Now we have picky eater syndrome.
She doesn't like meat at all. She eats chicken but only if it's boneless, skinless breast, baked, with no visible seasonings. We used to be able to feed her on black beans if all else failed, but now she won't eat those because of the texture of the skins. She won't eat most vegetables. She won't eat American cheese or string cheese, though she will eat a very expensive two-year aged cheddar. I know a lot of you have empathy for our plight regarding feeding her, so now I'm going to trump you.
We keep kosher. So that means: no dairy with meat. No cheese on chicken. No butter to bake the chicken. No seafood. No non-kosher meat, so no chicken nuggets in a restaurant. Can you feed your picky eater without chicken in restaurants? Because mine won't eat tomato sauce or long noodles, either. And she doesn't like mac and cheese unless it's homemade (not that that inherently displeases me at all).
During a regular week she lives mostly on fruit: apples, raspberries, strawberries, mangoes and banana. She eats slices of baked chicken breast every day. And she rounds out her daily diet with that expensive cheddar and crackers. It's not really a bad diet at all, although I wish there was something green in it.
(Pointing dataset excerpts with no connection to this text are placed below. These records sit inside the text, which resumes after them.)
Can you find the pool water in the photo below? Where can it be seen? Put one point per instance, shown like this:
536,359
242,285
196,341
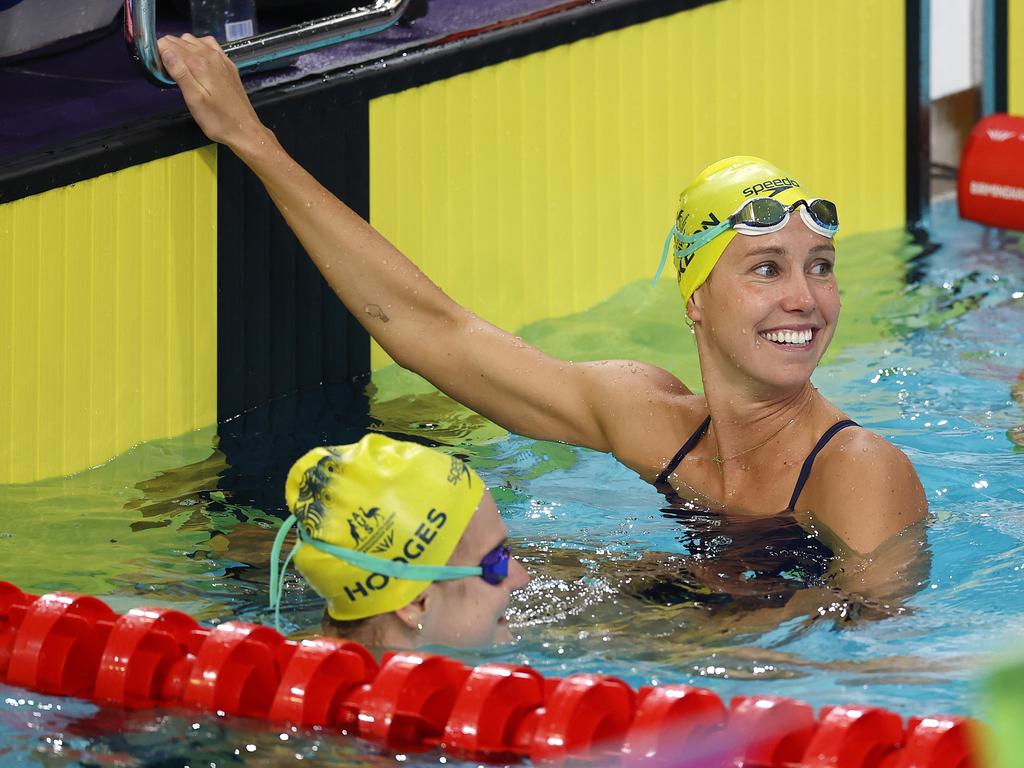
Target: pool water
929,353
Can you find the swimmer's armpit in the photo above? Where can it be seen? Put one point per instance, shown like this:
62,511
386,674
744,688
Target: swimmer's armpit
375,310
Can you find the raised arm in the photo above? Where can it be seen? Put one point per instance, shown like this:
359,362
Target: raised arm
412,318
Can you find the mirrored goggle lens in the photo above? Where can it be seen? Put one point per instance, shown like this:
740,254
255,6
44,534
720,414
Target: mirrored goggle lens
824,214
761,212
496,564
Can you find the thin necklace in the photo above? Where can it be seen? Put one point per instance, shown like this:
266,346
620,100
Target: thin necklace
720,461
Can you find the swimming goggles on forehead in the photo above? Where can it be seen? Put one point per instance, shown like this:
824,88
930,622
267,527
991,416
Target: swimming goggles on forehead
494,568
756,216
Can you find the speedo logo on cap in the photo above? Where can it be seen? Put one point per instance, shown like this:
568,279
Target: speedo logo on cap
773,186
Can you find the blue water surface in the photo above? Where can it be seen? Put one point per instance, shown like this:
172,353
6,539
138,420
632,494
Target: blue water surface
163,525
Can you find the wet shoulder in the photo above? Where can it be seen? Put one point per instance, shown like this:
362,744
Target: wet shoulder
664,415
864,488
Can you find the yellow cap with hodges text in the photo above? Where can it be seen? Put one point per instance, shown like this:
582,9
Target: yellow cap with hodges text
383,498
716,194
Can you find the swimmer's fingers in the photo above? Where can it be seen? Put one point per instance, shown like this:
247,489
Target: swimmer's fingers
175,54
212,88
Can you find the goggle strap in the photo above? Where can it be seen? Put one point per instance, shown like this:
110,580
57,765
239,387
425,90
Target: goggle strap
665,256
392,568
276,587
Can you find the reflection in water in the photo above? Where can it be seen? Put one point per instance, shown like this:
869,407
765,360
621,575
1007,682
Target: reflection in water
622,584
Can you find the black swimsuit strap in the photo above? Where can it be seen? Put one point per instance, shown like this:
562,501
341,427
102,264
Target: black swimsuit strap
687,448
805,471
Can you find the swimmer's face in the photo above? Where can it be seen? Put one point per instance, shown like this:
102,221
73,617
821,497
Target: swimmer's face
770,306
470,612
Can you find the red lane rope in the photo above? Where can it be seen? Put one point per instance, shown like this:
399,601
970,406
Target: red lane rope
75,645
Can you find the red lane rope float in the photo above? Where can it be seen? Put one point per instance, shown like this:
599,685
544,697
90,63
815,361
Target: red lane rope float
76,645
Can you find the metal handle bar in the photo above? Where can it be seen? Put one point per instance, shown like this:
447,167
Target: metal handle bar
140,35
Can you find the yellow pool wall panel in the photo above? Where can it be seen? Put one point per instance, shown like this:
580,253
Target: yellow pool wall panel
539,186
110,315
1015,56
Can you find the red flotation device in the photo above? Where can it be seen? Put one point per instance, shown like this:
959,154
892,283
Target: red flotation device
990,183
74,645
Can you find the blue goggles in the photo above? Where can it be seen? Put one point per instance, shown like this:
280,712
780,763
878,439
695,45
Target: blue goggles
756,216
494,568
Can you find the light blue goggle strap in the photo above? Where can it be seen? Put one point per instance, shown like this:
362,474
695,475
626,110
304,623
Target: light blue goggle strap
371,563
693,242
278,576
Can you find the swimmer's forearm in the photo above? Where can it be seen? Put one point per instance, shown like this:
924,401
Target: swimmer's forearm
397,304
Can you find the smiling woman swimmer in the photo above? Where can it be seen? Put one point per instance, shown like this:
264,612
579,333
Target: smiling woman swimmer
754,254
403,543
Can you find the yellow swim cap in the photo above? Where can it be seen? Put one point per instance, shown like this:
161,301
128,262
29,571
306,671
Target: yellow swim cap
714,196
383,499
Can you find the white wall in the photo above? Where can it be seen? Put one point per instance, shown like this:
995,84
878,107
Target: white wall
955,38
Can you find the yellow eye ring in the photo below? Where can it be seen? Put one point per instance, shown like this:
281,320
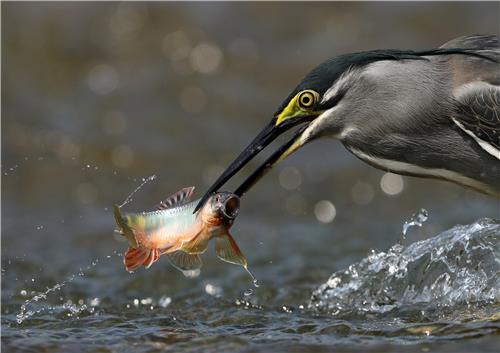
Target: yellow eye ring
307,99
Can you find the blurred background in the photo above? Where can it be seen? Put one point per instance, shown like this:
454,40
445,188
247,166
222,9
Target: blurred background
98,96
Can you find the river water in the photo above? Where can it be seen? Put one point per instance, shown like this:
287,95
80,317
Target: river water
98,97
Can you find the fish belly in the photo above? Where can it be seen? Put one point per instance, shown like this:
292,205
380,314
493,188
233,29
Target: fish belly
161,230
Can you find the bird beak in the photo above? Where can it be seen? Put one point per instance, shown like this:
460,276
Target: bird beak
264,138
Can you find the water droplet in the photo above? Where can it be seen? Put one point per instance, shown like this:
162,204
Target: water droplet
417,219
164,301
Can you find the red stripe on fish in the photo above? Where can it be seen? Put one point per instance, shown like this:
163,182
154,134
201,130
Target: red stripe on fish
135,257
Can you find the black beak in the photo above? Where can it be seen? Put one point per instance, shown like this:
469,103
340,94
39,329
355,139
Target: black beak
264,138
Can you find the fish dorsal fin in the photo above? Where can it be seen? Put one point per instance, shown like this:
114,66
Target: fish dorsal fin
227,250
179,198
188,264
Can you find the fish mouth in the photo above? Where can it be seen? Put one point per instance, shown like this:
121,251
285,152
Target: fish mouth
264,138
231,206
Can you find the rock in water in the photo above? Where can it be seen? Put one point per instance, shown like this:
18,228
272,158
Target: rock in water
457,269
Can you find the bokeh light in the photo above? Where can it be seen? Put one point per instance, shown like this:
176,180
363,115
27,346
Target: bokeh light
325,211
391,184
114,123
102,79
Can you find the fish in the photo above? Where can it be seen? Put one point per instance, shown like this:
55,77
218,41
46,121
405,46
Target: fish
173,230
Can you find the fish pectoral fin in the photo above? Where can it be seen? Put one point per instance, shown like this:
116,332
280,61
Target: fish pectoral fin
179,198
123,227
135,257
188,264
227,250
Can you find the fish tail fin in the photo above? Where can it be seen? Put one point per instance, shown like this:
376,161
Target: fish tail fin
137,257
118,218
227,250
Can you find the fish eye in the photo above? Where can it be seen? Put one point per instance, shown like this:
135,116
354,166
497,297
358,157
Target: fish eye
307,99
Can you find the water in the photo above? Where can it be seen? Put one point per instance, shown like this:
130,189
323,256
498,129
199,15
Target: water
97,96
448,277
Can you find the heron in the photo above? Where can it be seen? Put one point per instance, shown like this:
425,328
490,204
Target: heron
428,113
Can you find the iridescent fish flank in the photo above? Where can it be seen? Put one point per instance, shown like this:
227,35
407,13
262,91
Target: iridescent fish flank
172,229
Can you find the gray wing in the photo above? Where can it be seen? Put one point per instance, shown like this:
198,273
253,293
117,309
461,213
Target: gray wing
476,90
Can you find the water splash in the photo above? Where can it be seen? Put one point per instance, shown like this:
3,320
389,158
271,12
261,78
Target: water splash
144,182
417,219
30,308
254,280
448,273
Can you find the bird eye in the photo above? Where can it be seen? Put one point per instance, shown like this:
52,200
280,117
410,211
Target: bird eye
307,99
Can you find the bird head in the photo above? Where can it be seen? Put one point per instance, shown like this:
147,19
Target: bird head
321,104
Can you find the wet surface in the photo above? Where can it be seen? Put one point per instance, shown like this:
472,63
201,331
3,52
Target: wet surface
97,97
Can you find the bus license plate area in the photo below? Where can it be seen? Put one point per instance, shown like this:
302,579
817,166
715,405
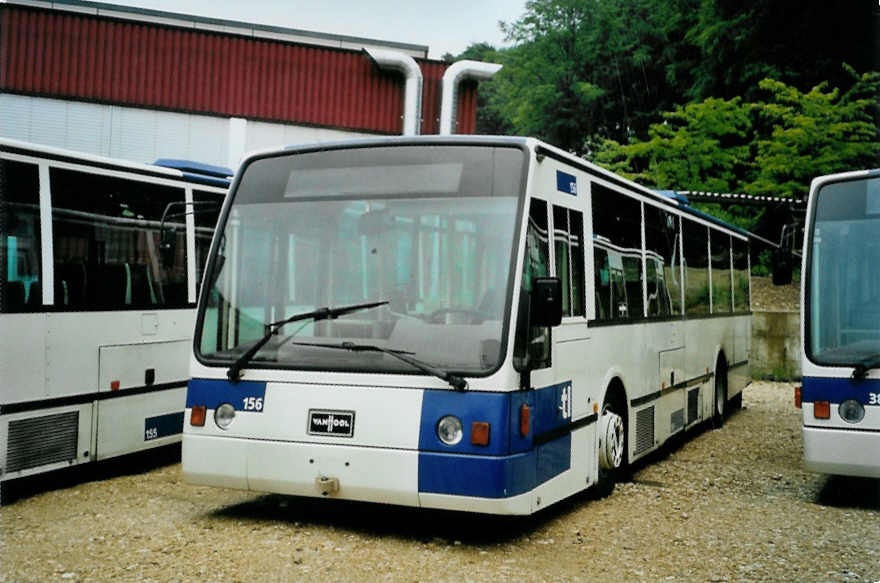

But now, let's make it more complicated. Passover starts tonight. The fruit is still okay. The baked chicken is still okay. But I can't get that cheese kosher for Passover, and crackers are out. It could be a long, long week.
Ever since I began writing for DC Metro Moms, I've been eligible to receive some fun new books every month. This month we got Annabel Karmel's Top 100 Finger Foods and Top 100 Baby Purees. Now E, the child who won't eat anything, she loves to flip through a cookbook and decide, based on the pictures, what we should make. I have a rule that I agree to anything she wants to make because I am constantly trying to expose her to new foods with the hope of re-expanding her palate. (It's working, too: in just these last three months she's decided she likes pizza again. You must understand that that's a huge victory.) Because of the strictures of keeping kosher we often can't follow a recipe exactly, so we modify it. There's a second lesson here I love to expose her to, and that is that like her mama, she doesn't come to flexibility naturally. So we practice.
So now we have these two new beautiful cookbooks and E wants to play in the kitchen. Let's make this, she says enthusiastically. She points to "Italian Soldiers," which are breadsticks wrapped in prosciutto. We can't use ham, but we'll wrap them in corned beef or tofu bacon or something. So I agree: "sure thing, love." Ooh, let's make this! Let's bring this book to Grams's and make this at her house for Passover! She's looking at Karmel's "Welsh 'Rabbits,'" a take on Welsh rarebit made to look like a bunny face through the clever placement of fresh peas, some chives and a black olive. Welsh rarebit is little more than cheese toast, and I think we can do that on matzah. More or less, anyway. But she wants to play in the kitchen again, so naturally I agree. "We'll make that, too!"
Who knows. Maybe she'll even eat it.